US 12,249,044 B2
Ocular fundus image processing method, ocular fundus image processing device, ocular fundus image processing program, and recording medium having said program recorded thereon
Kibo Ote, Hamamatsu (JP); Fumio Hashimoto, Hamamatsu (JP); Hidenao Yamada, Hamamatsu (JP); and Akira Obana, Hamamatsu (JP)
Assigned to HAMAMATSU PHOTONICS K.K., Hamamatsu (JP); and Social Welfare Corporation Seirei Social Welfare Community, Hamamatsu (JP)
Appl. No. 17/800,062
Filed by HAMAMATSU PHOTONICS K.K., Hamamatsu (JP); and Social Welfare Corporation Seirei Social Welfare Community, Hamamatsu (JP)

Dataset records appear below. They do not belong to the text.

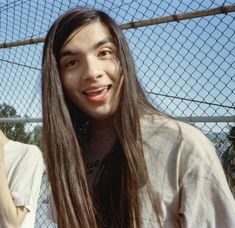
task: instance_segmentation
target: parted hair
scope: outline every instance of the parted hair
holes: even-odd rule
[[[157,202],[151,196],[143,155],[140,118],[156,110],[148,102],[137,79],[126,38],[106,13],[76,8],[60,16],[51,26],[42,59],[43,142],[45,161],[60,228],[102,227],[93,203],[83,162],[89,116],[68,98],[60,78],[60,51],[78,28],[99,21],[116,46],[123,74],[120,102],[114,126],[120,145],[121,174],[116,197],[110,201],[112,227],[141,227],[139,188],[146,185],[156,214]]]

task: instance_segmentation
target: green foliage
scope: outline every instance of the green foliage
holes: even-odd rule
[[[5,103],[0,105],[0,118],[20,118],[14,107]],[[32,131],[26,131],[25,123],[0,123],[0,129],[6,136],[14,141],[30,143],[42,147],[41,143],[41,126],[36,126]]]

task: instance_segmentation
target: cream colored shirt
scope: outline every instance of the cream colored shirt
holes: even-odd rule
[[[161,220],[143,186],[142,228],[235,228],[235,200],[212,142],[197,128],[158,115],[144,118],[141,129]],[[56,221],[53,203],[50,210]]]
[[[4,149],[11,196],[16,206],[25,206],[28,209],[21,228],[33,228],[45,168],[41,151],[34,145],[11,140]]]
[[[161,226],[141,188],[143,228],[233,228],[235,201],[214,146],[195,127],[166,117],[142,121],[144,154]]]

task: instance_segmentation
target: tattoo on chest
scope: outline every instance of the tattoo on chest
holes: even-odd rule
[[[92,162],[87,162],[86,163],[86,173],[87,174],[92,174],[94,173],[95,169],[97,169],[99,167],[100,161],[96,160],[96,161],[92,161]]]

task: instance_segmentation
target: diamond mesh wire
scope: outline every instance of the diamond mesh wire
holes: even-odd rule
[[[0,109],[0,120],[6,124],[12,117],[26,118],[29,121],[23,124],[27,133],[35,134],[35,127],[40,130],[43,42],[33,40],[43,38],[53,21],[67,9],[101,9],[121,25],[221,8],[221,13],[214,15],[184,20],[175,16],[170,22],[123,31],[151,102],[159,110],[196,125],[214,142],[218,155],[226,158],[226,153],[230,153],[227,138],[235,120],[235,13],[226,12],[226,7],[234,5],[234,1],[221,0],[2,0],[0,105],[13,107],[17,115],[3,115]],[[31,44],[4,48],[29,39]],[[34,118],[39,122],[30,121]],[[34,135],[30,142],[37,144],[38,137],[40,134]],[[36,227],[54,227],[46,218],[46,183],[44,177]]]

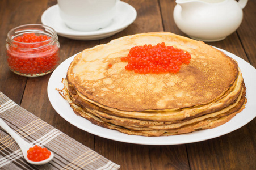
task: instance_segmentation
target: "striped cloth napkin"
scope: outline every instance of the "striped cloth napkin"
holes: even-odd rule
[[[0,169],[118,169],[120,165],[22,108],[0,92],[0,117],[28,142],[54,158],[43,165],[27,163],[16,142],[0,128]]]

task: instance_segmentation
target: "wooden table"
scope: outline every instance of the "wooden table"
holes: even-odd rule
[[[135,22],[110,37],[77,41],[59,36],[61,62],[82,50],[121,36],[153,31],[186,36],[173,16],[170,0],[124,0],[137,12]],[[6,61],[7,32],[19,26],[41,24],[43,12],[57,1],[0,1],[0,91],[47,122],[121,165],[121,169],[256,169],[256,119],[242,128],[212,139],[185,144],[148,146],[125,143],[84,131],[63,119],[47,96],[51,74],[28,78],[11,72]],[[256,1],[249,1],[239,28],[224,40],[207,43],[229,51],[256,67]],[[256,102],[255,102],[256,104]]]

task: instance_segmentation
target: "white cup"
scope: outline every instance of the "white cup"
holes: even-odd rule
[[[60,15],[72,29],[95,31],[108,26],[119,0],[58,0]]]

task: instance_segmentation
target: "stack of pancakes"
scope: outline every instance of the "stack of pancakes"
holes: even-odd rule
[[[178,73],[142,74],[121,62],[135,46],[165,42],[187,51]],[[112,65],[112,67],[109,66]],[[125,36],[75,57],[62,90],[74,112],[128,134],[177,135],[229,121],[246,103],[237,62],[204,42],[169,32]]]

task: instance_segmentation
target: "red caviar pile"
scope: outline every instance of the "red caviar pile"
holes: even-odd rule
[[[35,145],[33,147],[30,148],[27,151],[28,158],[32,161],[44,160],[50,157],[51,152],[46,148]]]
[[[15,41],[7,50],[10,69],[31,75],[54,70],[59,61],[59,48],[56,45],[47,45],[49,42],[45,41],[49,39],[47,35],[35,33],[14,38]]]
[[[140,74],[178,73],[183,63],[189,64],[191,58],[187,52],[171,46],[166,46],[164,42],[157,45],[145,44],[136,46],[130,49],[127,57],[121,58],[123,62],[128,62],[127,70],[134,70]]]

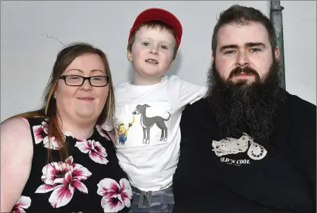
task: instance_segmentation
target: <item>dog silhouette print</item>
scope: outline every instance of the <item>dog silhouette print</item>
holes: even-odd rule
[[[150,129],[156,124],[156,126],[161,129],[161,138],[160,141],[167,140],[167,127],[165,125],[164,121],[167,121],[171,118],[171,113],[168,119],[163,119],[160,116],[155,116],[148,117],[146,116],[146,108],[151,107],[147,104],[138,105],[136,107],[136,110],[132,112],[132,114],[141,114],[141,125],[143,127],[143,144],[148,144],[150,143]]]

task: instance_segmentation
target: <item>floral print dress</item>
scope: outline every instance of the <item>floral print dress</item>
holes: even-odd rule
[[[108,133],[96,126],[85,140],[63,133],[69,157],[59,160],[47,120],[28,119],[33,140],[29,178],[11,212],[128,212],[132,193]],[[47,148],[53,160],[47,162]]]

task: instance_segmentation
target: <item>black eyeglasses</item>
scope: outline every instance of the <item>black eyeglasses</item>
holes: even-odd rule
[[[105,87],[109,83],[109,77],[104,76],[95,76],[84,77],[77,75],[61,76],[60,79],[63,79],[65,84],[69,86],[81,86],[87,79],[93,87]]]

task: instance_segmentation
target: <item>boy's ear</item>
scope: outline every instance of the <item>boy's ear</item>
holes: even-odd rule
[[[132,62],[132,53],[130,51],[127,51],[127,53],[126,53],[126,57],[128,58],[128,60]]]
[[[173,60],[172,60],[172,62],[171,62],[171,65],[169,65],[169,69],[172,68],[173,65],[174,65],[174,62],[175,62],[175,59]]]

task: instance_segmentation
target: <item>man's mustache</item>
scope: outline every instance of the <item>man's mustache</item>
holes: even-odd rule
[[[257,73],[257,71],[256,71],[255,69],[252,69],[251,67],[246,67],[244,68],[241,68],[240,67],[238,67],[230,72],[228,80],[231,79],[234,76],[237,76],[237,75],[240,74],[242,72],[243,72],[246,74],[248,74],[248,75],[255,76],[255,78],[257,79],[259,79],[259,75]]]

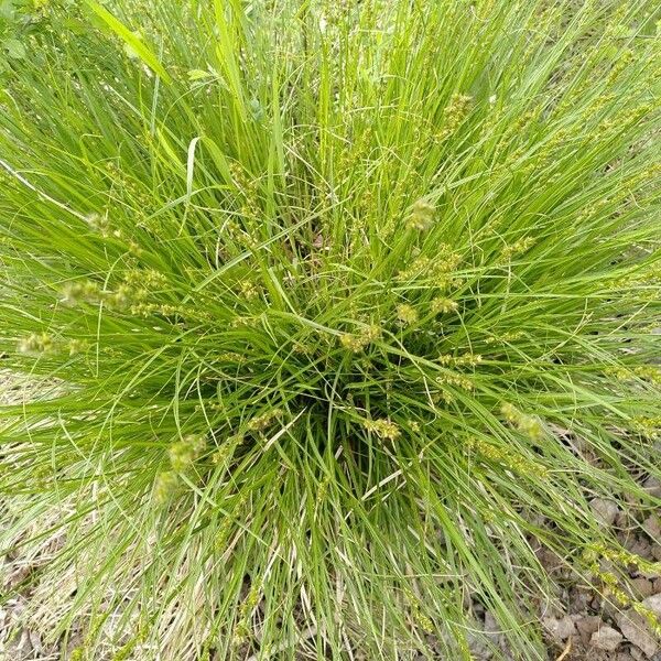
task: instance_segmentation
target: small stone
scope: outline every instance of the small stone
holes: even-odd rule
[[[589,501],[589,507],[595,517],[604,525],[613,525],[615,518],[619,513],[619,508],[613,500],[606,500],[605,498],[593,498]]]
[[[654,584],[644,576],[639,576],[631,581],[631,588],[638,599],[651,597],[654,594]]]
[[[568,615],[561,618],[545,617],[542,624],[551,638],[560,642],[566,640],[575,632],[574,620]]]
[[[615,620],[625,638],[637,648],[640,648],[646,657],[651,658],[655,654],[659,646],[642,615],[627,610],[626,613],[618,613]]]
[[[661,618],[661,594],[647,597],[642,600],[642,605],[649,608],[658,618]]]
[[[600,627],[606,625],[602,621],[598,615],[586,615],[576,620],[576,629],[578,636],[584,644],[587,644],[595,631],[598,631]]]
[[[624,636],[619,631],[616,631],[613,627],[604,626],[592,635],[589,644],[598,650],[614,652],[622,640]]]

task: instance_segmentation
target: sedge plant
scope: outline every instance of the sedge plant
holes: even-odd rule
[[[655,3],[1,7],[3,598],[47,640],[544,659],[541,551],[659,629],[588,505],[660,505]]]

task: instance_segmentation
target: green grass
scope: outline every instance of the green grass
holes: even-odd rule
[[[660,505],[654,6],[0,3],[0,349],[47,388],[0,410],[0,549],[44,633],[470,659],[481,604],[544,659],[539,545],[631,605],[659,568],[587,501]]]

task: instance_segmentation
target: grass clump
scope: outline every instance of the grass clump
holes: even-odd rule
[[[3,3],[0,349],[56,386],[0,541],[53,640],[469,659],[480,606],[542,659],[539,548],[626,605],[587,501],[659,506],[653,4]]]

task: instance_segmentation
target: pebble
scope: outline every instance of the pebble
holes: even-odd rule
[[[646,657],[651,659],[657,653],[659,644],[655,637],[649,630],[648,622],[642,615],[627,610],[616,614],[615,621],[625,638],[639,648]]]
[[[544,625],[544,629],[549,631],[551,638],[560,642],[575,633],[574,620],[568,615],[561,618],[545,617],[542,625]]]
[[[592,635],[589,644],[598,650],[614,652],[622,640],[624,636],[619,631],[616,631],[613,627],[604,626]]]
[[[651,514],[642,522],[642,529],[654,541],[661,541],[661,517]]]

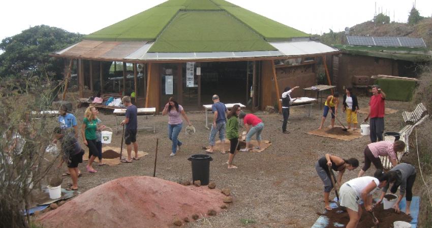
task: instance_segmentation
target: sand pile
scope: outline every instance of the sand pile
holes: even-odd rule
[[[207,186],[183,186],[148,176],[123,177],[94,187],[41,216],[44,227],[169,227],[175,218],[206,216],[225,197]]]

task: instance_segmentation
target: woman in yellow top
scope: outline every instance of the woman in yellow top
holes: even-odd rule
[[[328,114],[328,110],[331,108],[331,127],[334,127],[334,115],[336,115],[337,110],[337,105],[339,104],[339,94],[335,92],[334,94],[330,95],[327,98],[324,104],[324,110],[323,113],[323,118],[321,120],[321,124],[320,125],[319,129],[323,128],[324,122],[325,121],[325,119],[327,118],[327,115]]]

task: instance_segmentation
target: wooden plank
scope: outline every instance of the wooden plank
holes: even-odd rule
[[[273,69],[273,80],[274,81],[274,87],[276,88],[276,96],[277,97],[277,107],[279,113],[282,112],[282,102],[281,101],[281,94],[279,94],[279,85],[277,84],[277,78],[276,77],[276,68],[274,67],[274,61],[271,61],[271,68]]]

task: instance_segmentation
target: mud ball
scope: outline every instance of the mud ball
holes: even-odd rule
[[[210,182],[210,183],[208,183],[208,185],[207,185],[207,186],[210,189],[213,189],[215,187],[216,187],[216,184],[214,183],[214,182],[211,181],[211,182]]]

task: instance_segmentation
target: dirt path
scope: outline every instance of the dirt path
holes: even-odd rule
[[[360,108],[366,107],[368,101],[367,98],[359,98]],[[407,104],[386,102],[386,107],[399,111],[386,116],[385,131],[398,131],[403,127],[401,111],[407,108]],[[210,179],[216,182],[218,188],[230,188],[234,203],[221,214],[189,225],[242,227],[246,225],[245,219],[250,219],[255,221],[248,225],[251,227],[311,227],[318,217],[316,212],[322,212],[324,209],[323,186],[316,174],[315,163],[329,153],[342,158],[356,158],[362,166],[363,150],[369,141],[369,138],[365,136],[345,141],[305,134],[319,125],[322,111],[318,109],[319,106],[314,105],[311,118],[305,117],[306,110],[302,107],[292,108],[288,126],[291,132],[289,134],[281,133],[282,116],[257,114],[265,125],[263,139],[271,140],[272,144],[261,153],[238,154],[234,163],[238,169],[227,169],[225,163],[228,155],[212,155],[214,160],[210,165]],[[79,124],[81,124],[83,111],[82,108],[77,111]],[[85,172],[85,165],[80,165],[79,168],[83,173],[79,181],[80,191],[86,191],[120,177],[152,176],[157,138],[159,138],[157,176],[173,181],[191,179],[191,164],[187,159],[193,154],[205,153],[202,147],[207,145],[209,131],[204,127],[203,113],[187,115],[196,128],[197,133],[187,136],[183,126],[179,138],[184,145],[175,157],[169,156],[171,141],[167,136],[168,118],[159,116],[145,120],[139,117],[139,126],[151,125],[153,122],[156,124],[154,134],[152,131],[138,132],[139,149],[150,154],[132,164],[113,167],[95,166],[98,172],[94,174]],[[341,121],[345,120],[340,108],[338,115]],[[365,115],[359,115],[359,122],[365,117]],[[114,128],[115,119],[113,116],[107,115],[100,117],[103,124]],[[326,126],[329,124],[328,118]],[[114,134],[110,145],[119,146],[120,135]],[[358,170],[347,172],[343,181],[356,177]],[[375,169],[369,169],[366,174],[372,175]]]

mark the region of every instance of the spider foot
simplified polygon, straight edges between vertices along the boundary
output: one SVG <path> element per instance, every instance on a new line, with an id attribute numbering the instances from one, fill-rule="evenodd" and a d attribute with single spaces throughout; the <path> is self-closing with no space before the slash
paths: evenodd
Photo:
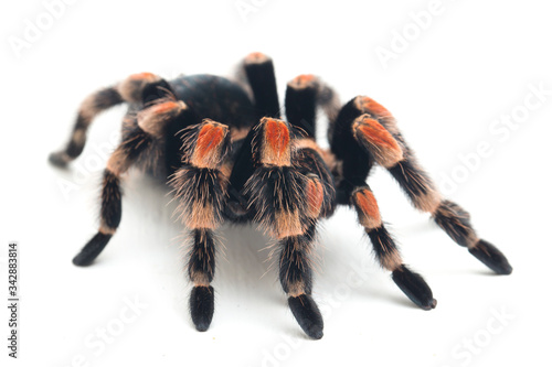
<path id="1" fill-rule="evenodd" d="M 290 296 L 289 309 L 299 323 L 302 331 L 311 338 L 319 339 L 323 336 L 323 320 L 320 310 L 308 294 Z"/>
<path id="2" fill-rule="evenodd" d="M 104 250 L 107 242 L 109 242 L 109 239 L 112 239 L 112 235 L 97 233 L 94 237 L 92 237 L 88 244 L 83 247 L 81 252 L 73 258 L 73 263 L 77 267 L 89 266 Z"/>
<path id="3" fill-rule="evenodd" d="M 190 312 L 195 328 L 205 332 L 214 313 L 214 290 L 212 287 L 194 287 L 190 294 Z"/>
<path id="4" fill-rule="evenodd" d="M 475 256 L 497 274 L 508 276 L 512 272 L 512 267 L 508 262 L 506 256 L 486 240 L 478 240 L 477 244 L 469 249 L 469 253 Z"/>
<path id="5" fill-rule="evenodd" d="M 68 156 L 64 151 L 53 152 L 47 159 L 51 164 L 61 169 L 65 169 L 67 163 L 71 162 L 71 156 Z"/>
<path id="6" fill-rule="evenodd" d="M 433 298 L 432 289 L 425 280 L 404 265 L 393 271 L 393 281 L 421 309 L 432 310 L 437 305 L 437 300 Z"/>

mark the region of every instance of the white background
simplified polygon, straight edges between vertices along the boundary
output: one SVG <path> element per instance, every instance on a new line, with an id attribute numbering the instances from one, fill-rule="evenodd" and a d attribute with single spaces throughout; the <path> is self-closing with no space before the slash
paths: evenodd
<path id="1" fill-rule="evenodd" d="M 1 307 L 1 360 L 64 367 L 550 365 L 552 95 L 513 129 L 493 125 L 522 110 L 530 85 L 552 89 L 545 2 L 443 0 L 418 34 L 410 13 L 426 10 L 428 0 L 242 3 L 254 3 L 255 11 L 243 17 L 234 0 L 76 1 L 15 52 L 10 40 L 24 40 L 25 20 L 36 24 L 46 9 L 36 0 L 2 2 L 0 284 L 7 298 L 7 245 L 17 240 L 22 301 L 17 361 L 7 357 Z M 395 32 L 404 30 L 411 41 L 385 68 L 376 50 L 392 51 Z M 481 237 L 509 257 L 513 274 L 492 276 L 412 209 L 383 170 L 370 184 L 406 263 L 432 287 L 434 311 L 406 300 L 372 260 L 354 213 L 340 208 L 319 240 L 314 296 L 326 314 L 321 341 L 304 336 L 269 269 L 269 251 L 262 250 L 268 239 L 251 227 L 221 230 L 226 249 L 213 283 L 215 315 L 211 328 L 198 333 L 188 313 L 182 228 L 171 220 L 167 191 L 138 172 L 125 184 L 117 235 L 94 266 L 74 267 L 72 257 L 97 226 L 104 165 L 97 160 L 105 158 L 96 150 L 118 131 L 124 114 L 118 107 L 102 115 L 81 159 L 68 171 L 54 169 L 47 155 L 66 142 L 78 104 L 131 73 L 232 75 L 253 51 L 274 58 L 280 96 L 287 80 L 314 73 L 343 101 L 365 94 L 391 109 L 423 165 L 471 213 Z M 490 153 L 473 159 L 473 171 L 463 169 L 459 156 L 481 143 Z M 460 180 L 450 190 L 443 177 L 453 173 Z M 138 315 L 126 309 L 135 299 L 147 305 Z M 497 320 L 497 313 L 507 316 Z M 105 327 L 117 334 L 109 344 L 97 336 Z M 474 339 L 474 349 L 465 346 Z"/>

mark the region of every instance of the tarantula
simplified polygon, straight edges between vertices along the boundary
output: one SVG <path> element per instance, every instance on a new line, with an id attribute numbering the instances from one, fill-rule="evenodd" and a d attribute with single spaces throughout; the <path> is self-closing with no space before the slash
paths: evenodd
<path id="1" fill-rule="evenodd" d="M 469 214 L 440 196 L 382 105 L 357 96 L 341 106 L 319 78 L 299 75 L 287 84 L 283 120 L 273 61 L 252 53 L 241 69 L 240 82 L 135 74 L 83 101 L 68 144 L 50 156 L 57 166 L 81 154 L 100 111 L 123 102 L 128 111 L 121 142 L 103 174 L 99 229 L 73 263 L 91 265 L 114 236 L 121 218 L 120 184 L 134 165 L 167 179 L 179 219 L 190 230 L 190 312 L 198 331 L 209 328 L 214 313 L 217 227 L 224 220 L 253 222 L 277 240 L 279 280 L 295 319 L 309 337 L 322 337 L 323 321 L 311 298 L 311 252 L 318 220 L 337 205 L 357 211 L 380 265 L 408 299 L 434 309 L 432 290 L 403 263 L 367 184 L 379 164 L 453 240 L 496 273 L 512 271 L 506 257 L 479 238 Z M 315 140 L 319 107 L 329 120 L 327 150 Z"/>

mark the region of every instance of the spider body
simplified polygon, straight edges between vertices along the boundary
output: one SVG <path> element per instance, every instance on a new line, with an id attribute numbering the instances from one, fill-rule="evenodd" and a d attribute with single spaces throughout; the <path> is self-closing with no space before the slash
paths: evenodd
<path id="1" fill-rule="evenodd" d="M 173 188 L 179 219 L 190 231 L 190 311 L 199 331 L 209 327 L 214 313 L 217 227 L 225 220 L 253 222 L 277 241 L 279 279 L 295 319 L 307 335 L 320 338 L 311 251 L 317 223 L 337 205 L 357 211 L 382 268 L 415 304 L 431 310 L 436 305 L 432 290 L 403 263 L 367 184 L 379 164 L 453 240 L 496 273 L 511 272 L 506 257 L 476 234 L 469 214 L 442 198 L 383 106 L 365 96 L 341 106 L 320 79 L 300 75 L 287 85 L 283 120 L 272 60 L 253 53 L 243 71 L 244 83 L 212 75 L 168 82 L 135 74 L 82 104 L 70 142 L 50 158 L 56 165 L 78 156 L 97 114 L 121 102 L 129 109 L 121 142 L 104 172 L 98 231 L 75 265 L 91 265 L 115 235 L 123 212 L 120 184 L 135 165 L 167 177 Z M 318 108 L 329 120 L 328 150 L 315 139 Z"/>

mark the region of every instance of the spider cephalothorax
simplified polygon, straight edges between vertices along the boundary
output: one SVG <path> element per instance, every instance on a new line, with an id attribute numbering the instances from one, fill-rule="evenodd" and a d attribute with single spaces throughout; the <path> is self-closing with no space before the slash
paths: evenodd
<path id="1" fill-rule="evenodd" d="M 132 165 L 167 177 L 179 203 L 179 219 L 190 230 L 190 309 L 199 331 L 211 324 L 217 227 L 253 222 L 278 242 L 279 279 L 301 328 L 322 336 L 323 322 L 311 298 L 312 248 L 317 222 L 337 205 L 352 206 L 381 266 L 420 307 L 436 301 L 423 278 L 411 271 L 385 229 L 367 177 L 374 164 L 386 169 L 420 211 L 458 245 L 499 274 L 512 268 L 479 238 L 469 214 L 443 199 L 417 163 L 393 116 L 358 96 L 340 106 L 336 93 L 312 75 L 287 85 L 282 119 L 274 66 L 253 53 L 243 62 L 242 83 L 211 75 L 164 80 L 135 74 L 88 97 L 67 147 L 51 155 L 64 166 L 83 151 L 86 131 L 100 111 L 129 105 L 123 138 L 104 171 L 98 233 L 73 259 L 87 266 L 115 234 L 121 217 L 120 181 Z M 330 149 L 315 141 L 316 112 L 328 117 Z"/>

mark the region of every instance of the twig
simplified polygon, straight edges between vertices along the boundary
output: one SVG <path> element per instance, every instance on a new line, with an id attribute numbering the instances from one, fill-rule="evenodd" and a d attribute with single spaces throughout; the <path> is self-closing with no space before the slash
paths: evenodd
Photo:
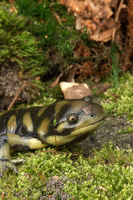
<path id="1" fill-rule="evenodd" d="M 57 21 L 59 22 L 59 24 L 60 24 L 61 26 L 63 26 L 62 21 L 61 21 L 59 15 L 58 15 L 54 10 L 52 10 L 52 13 L 53 13 L 53 15 L 55 16 L 55 18 L 57 19 Z"/>
<path id="2" fill-rule="evenodd" d="M 11 109 L 11 107 L 13 106 L 13 104 L 15 103 L 15 101 L 17 100 L 18 95 L 22 92 L 22 90 L 25 88 L 25 86 L 26 86 L 26 83 L 24 83 L 22 85 L 22 87 L 20 88 L 20 90 L 16 93 L 15 97 L 13 98 L 12 102 L 10 103 L 10 105 L 7 108 L 8 111 Z"/>
<path id="3" fill-rule="evenodd" d="M 120 11 L 121 11 L 123 2 L 124 2 L 124 0 L 121 0 L 121 2 L 119 4 L 119 8 L 118 8 L 118 11 L 117 11 L 116 17 L 115 17 L 115 22 L 116 23 L 118 22 L 118 18 L 119 18 L 119 15 L 120 15 Z M 113 31 L 112 31 L 112 40 L 114 40 L 114 38 L 115 38 L 115 32 L 116 32 L 116 28 L 114 27 Z"/>

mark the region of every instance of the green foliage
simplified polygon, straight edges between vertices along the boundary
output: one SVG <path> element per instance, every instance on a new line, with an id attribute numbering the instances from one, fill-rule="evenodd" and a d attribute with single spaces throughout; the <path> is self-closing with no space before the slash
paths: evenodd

PCT Filed Jan. 5, 2021, PCT No. PCT/JP2021/000077
§ 371(c)(1), (2) Date Aug. 16, 2022,
PCT Pub. No. WO2021/171788, PCT Pub. Date Sep. 2, 2021.
Claims priority of application No. 2020-034202 (JP), filed on Feb. 28, 2020.
Prior Publication US 2023/0078077 A1, Mar. 16, 2023
Int. Cl. G06T 5/50 (2006.01); A61B 3/12 (2006.01); G06T 5/00 (2006.01)
CPC G06T 5/00 (2013.01) [A61B 3/12 (2013.01); G06T 5/50 (2013.01); G06T 2207/10024 (2013.01); G06T 2207/10064 (2013.01); G06T 2207/20081 (2013.01); G06T 2207/20224 (2013.01); G06T 2207/30041 (2013.01)] 16 Claims
OG exemplary drawing
 
1. An ocular fundus image processing method comprising:
acquiring a first image which is a fluorescence image of an ocular fundus of a subject generated by irradiating the ocular fundus with excitation light of a first wavelength;
acquiring a second image which is a fluorescence image of the ocular fundus of the subject generated by irradiating the ocular fundus with excitation light of a second wavelength different from the first wavelength;
generating a plurality of trained deep learning models for predicting a correction factor for calculating a quantity of macular pigment of the subject from input images including at least the first image and the second image through training using a plurality of different initial values;
predicting a plurality of correction factors by inputting the input images including at least the first image and the second image to the plurality of trained deep learning models;
calculating a statistical value of the plurality of correction factors and deriving the statistical value as the correction factor of the subject; and
calculating a quantity of macular pigment of the subject on the basis of at least one of the first image and the second image and the correction factor of the subject.